The skin-crawling story of a boy in the U.K. is a reminder that spider bite season is indeed upon us. The 9-year-old boy was left with a gaping hole in his leg after what he thought was a harmless bug bite turned out to be from a poisonous spider. Yikes.
Bobby Cleary’s mother, Emma Barnett, told South West News Service that when Cleary first complained of itchiness and swelling, she put some antiseptic cream on the bite and "didn't think much more of it." But just a few days later, Cleary's teachers called to tell Barnett that he had started limping and the wound had started oozing, Fox News reported.
Barnett said doctors gave Cleary an antihistamine and a pain reliever before bandaging his leg and telling him not to worry. But the next day, Cleary's grandmother called Barnett to tell her the bandage was completely filled with fluid. He was then rushed to the emergency room.
This time, he was given antibiotics, but still, the wound got worse. Soon, it had turned into a gaping hole. “I panicked, I [had] never seen anything like it,” Barnett told the news outlet.
That was when Barnett started to suspect that the insect that bit her son had to have been poisonous. She took him back to the hospital where doctors placed him on an IV drip to flush out the poison.
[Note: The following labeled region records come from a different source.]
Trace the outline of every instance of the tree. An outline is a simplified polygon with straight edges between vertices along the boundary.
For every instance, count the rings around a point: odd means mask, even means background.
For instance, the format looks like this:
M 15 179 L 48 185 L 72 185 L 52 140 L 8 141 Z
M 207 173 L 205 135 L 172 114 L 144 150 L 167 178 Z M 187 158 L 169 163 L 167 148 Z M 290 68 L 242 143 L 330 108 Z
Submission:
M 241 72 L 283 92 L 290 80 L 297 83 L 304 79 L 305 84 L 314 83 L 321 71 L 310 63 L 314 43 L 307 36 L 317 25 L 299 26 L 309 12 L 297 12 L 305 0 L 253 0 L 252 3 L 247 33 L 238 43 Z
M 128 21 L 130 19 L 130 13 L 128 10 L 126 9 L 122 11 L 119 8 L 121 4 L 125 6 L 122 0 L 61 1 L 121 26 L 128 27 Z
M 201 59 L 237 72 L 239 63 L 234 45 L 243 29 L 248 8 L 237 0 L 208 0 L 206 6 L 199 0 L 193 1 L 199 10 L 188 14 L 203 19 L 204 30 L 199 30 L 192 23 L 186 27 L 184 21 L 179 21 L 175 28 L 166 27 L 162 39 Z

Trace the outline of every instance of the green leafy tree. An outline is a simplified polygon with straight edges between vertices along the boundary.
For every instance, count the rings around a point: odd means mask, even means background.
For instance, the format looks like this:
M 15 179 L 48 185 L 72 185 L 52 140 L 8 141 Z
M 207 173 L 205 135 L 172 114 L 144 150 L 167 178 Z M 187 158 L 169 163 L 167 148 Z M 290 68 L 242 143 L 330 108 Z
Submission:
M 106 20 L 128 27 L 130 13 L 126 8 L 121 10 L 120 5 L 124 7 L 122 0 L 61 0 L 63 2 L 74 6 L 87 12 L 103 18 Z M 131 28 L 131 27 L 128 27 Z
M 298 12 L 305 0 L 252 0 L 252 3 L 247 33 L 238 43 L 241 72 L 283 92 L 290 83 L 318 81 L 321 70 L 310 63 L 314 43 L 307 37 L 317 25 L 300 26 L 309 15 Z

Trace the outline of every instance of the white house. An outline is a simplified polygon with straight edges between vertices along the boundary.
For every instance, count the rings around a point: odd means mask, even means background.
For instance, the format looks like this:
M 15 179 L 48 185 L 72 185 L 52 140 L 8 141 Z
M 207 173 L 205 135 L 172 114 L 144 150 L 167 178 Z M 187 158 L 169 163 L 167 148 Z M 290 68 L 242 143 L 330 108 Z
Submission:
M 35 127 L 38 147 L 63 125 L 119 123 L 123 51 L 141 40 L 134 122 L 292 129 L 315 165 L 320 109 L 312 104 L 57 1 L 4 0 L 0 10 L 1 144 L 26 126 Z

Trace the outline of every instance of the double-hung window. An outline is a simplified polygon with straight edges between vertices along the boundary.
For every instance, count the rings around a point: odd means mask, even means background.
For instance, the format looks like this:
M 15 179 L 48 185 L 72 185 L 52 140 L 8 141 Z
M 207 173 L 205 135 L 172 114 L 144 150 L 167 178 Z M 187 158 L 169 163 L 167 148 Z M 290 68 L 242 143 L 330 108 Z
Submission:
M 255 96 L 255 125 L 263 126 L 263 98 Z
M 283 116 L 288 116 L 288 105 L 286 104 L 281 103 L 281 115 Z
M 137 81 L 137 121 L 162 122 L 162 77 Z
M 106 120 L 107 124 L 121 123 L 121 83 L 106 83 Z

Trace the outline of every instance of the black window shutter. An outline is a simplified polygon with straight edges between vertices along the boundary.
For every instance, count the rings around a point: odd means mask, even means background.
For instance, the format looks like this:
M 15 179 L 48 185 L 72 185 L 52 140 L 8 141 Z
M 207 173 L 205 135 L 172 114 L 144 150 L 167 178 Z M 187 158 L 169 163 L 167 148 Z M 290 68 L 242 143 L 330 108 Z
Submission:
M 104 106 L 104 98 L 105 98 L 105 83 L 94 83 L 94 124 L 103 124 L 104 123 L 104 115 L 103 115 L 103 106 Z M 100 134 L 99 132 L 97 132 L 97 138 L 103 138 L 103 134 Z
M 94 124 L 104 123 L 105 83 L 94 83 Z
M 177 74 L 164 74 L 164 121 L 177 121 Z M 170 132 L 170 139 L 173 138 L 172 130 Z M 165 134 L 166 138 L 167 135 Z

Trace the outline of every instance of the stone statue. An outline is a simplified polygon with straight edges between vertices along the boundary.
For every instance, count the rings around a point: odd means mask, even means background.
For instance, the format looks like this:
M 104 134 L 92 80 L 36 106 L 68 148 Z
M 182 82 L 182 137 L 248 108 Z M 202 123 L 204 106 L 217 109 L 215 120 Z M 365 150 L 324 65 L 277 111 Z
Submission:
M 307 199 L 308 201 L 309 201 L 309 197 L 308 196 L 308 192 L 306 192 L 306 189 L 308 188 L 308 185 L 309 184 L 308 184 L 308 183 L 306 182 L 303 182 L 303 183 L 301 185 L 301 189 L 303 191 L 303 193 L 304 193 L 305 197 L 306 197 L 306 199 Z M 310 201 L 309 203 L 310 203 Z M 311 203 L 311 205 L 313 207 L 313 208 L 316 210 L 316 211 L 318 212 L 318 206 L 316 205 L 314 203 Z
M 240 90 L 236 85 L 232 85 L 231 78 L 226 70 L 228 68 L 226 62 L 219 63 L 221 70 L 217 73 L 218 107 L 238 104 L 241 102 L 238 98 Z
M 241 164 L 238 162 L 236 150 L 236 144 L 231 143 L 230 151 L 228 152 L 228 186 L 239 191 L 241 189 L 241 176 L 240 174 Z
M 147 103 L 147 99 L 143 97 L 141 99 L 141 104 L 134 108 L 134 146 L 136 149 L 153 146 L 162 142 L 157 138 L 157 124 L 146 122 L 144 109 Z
To make things worse, Barnett said as an infant, Cleary contracted an infection that now makes him more susceptible to sepsis, a potentially life-threatening complication of infection. Luckily, Cleary hasn't developed sepsis, but Barnett said she'll be keeping a close eye on him for the next few days.
Most spider bites are harmless, but both black widow and brown recluse spiders can inject venom that can cause severe symptoms.
A classic sign of a brown recluse bite is a sunken area where the bite took place. The venom destroys the network of capillaries around the bite, causing the skin to start dying.
Black widow spider bites, on the other hand, can make people have flu-like symptoms or severe muscle cramping that's sometimes mistaken for appendicitis or a heart attack.
If you do get bitten, the best first aid is to clean the area with soap and water and apply an antibiotic ointment. Then, remember the acronym RICE. It stands for: rest, ice (to reduce pain and swelling, usually with cold compresses), compression, and elevation (of your arm or leg, if that’s where you were bitten).
You can also try to catch the spider (without getting bitten again) so it can be identified by an expert. If the bite starts to show signs of infection or you experience other symptoms, go see a doctor as soon as possible. But don't panic: Most spider bites can be easily treated.